Every artist is both the brand and the star salesperson. Entertainment is by definition a bottom-up, totally branded business. Any attempt to treat it as being generic or manage it from the top down is destined to fail.

This is a lot of why Wall Street and Sand Hill Road can't possibly comprehend the entertainment business. It's a clash of egos at the most basic level.
It will once again probably be an end-run around Madison Avenue using local and regional venues that appeal to high school and college kids. Music is a social thing. People go hear certain artists to meet and hang out with other fans.

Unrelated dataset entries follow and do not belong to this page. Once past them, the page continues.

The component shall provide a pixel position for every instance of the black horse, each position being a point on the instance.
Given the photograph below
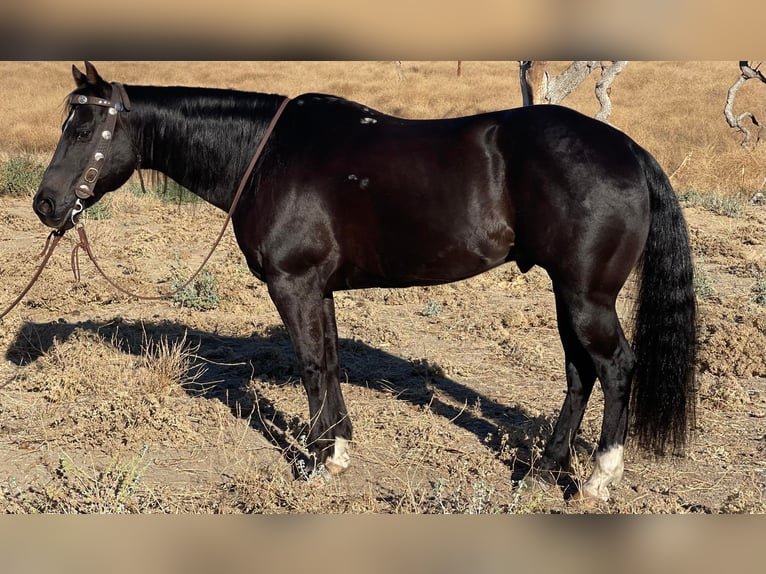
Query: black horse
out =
(346, 197)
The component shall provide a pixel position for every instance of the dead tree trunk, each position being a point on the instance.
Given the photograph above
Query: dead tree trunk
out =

Think about what Alan Freed, Bill Graham and Albert Grossman did while the industry was still oriented around swing bands.
I'd just like to add that I've had a horrible experience with the Orchard, their customer service and ability to get music on itunes for an indie artist can take up to a couple years if ever. A label I created for an artist's cd project was put on the backburner. I have nothing but horrible things to say about the company. Before I signed with them, a friend warned against it. Saying that several artist friends never got paid a dime for their royalties. If I hear anything with the "The Orchard" attached to it I run and think it's a scam. Feel free to email me if you have any specific questions. I highly discourage working with them in any fashion. I could have gotten the cd on itunes with cd baby much easier...
On a more simple note--

If this venture means in the end will have more music selection available for mp3 download, I'm all for it.

I switched from iTunes to Amazon to buy mp3s a while back and the only downside is a slightly limited selection.

iTunes = protected AAC files at 128 kbps (which is not my preferred compression rate, and I'd say too low)
99 cents per song (option of slightly more $ for a better compression rate)

Amazon = unprotected Mp3 files at 256 kbps (which is over my typical compression rate that I rip the CDs I own)
89 cents per song

It was simple to me when it first started.... you have more freedom with the product you purchase, it's 10 cents cheaper and it's double the quality.